Ook aan het bewijsaanbod van [appellant 1] gaat het hof voorbij. Er zijn geen feiten of omstandigheden te bewijzen aangeboden die een andere beslissing kunnen opleveren.
Slotsom
5.12.
De grieven falen. Het hof zal het bestreden vonnis bekrachtigen.
Proceskosten
5.13.
Het hof heeft [appellant 1] in het ongelijk gesteld.
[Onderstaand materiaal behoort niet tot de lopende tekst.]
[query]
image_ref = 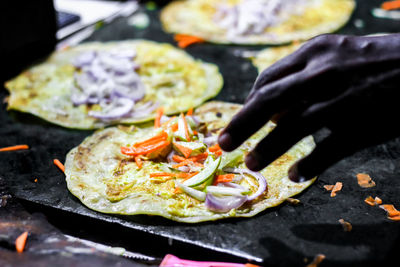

De proceskosten komen om die reden ten laste van [appellant 1] . Het hof stelt de proceskosten tot heden aan de zijde van [geïntimeerde 1] als volgt vast:
- griffierecht € 318,00
- salaris advocaat € 1.074,00
totaal € 1.392,00
De nakosten stelt het hof vast, zoals hierna in de uitspraak wordt vermeld.
6. De uitspraak
Het hof:
6.1.
bekrachtigt het bestreden vonnis;
6.2.
veroordeelt, uitvoerbaar bij voorraad, [appellant 1] in de proceskosten, aan de zijde van [geïntimeerde 1] vastgesteld op:
- € 1.392,00 tot heden,
- € 157,00 aan nasalaris advocaat,
beide bedragen te vermeerderen met de wettelijke rente als bedoeld in artikel 6:119 BW vanaf veertien dagen na heden tot de dag van betaling,
- € 82,00 aan salaris advocaat en de explootkosten bij betekening van het vonnis,
te vermeerderen met de wettelijke rente als bedoeld in artikel 6:119 BW vanaf veertien dagen na de dag van betekening tot de dag van betaling.
Dit arrest is gewezen door mrs. W.J.J. Los, H.A.W. Vermeulen en J.I.M.W. Bartelds en is in het openbaar uitgesproken door de rolraadsheer op 7 april 2020.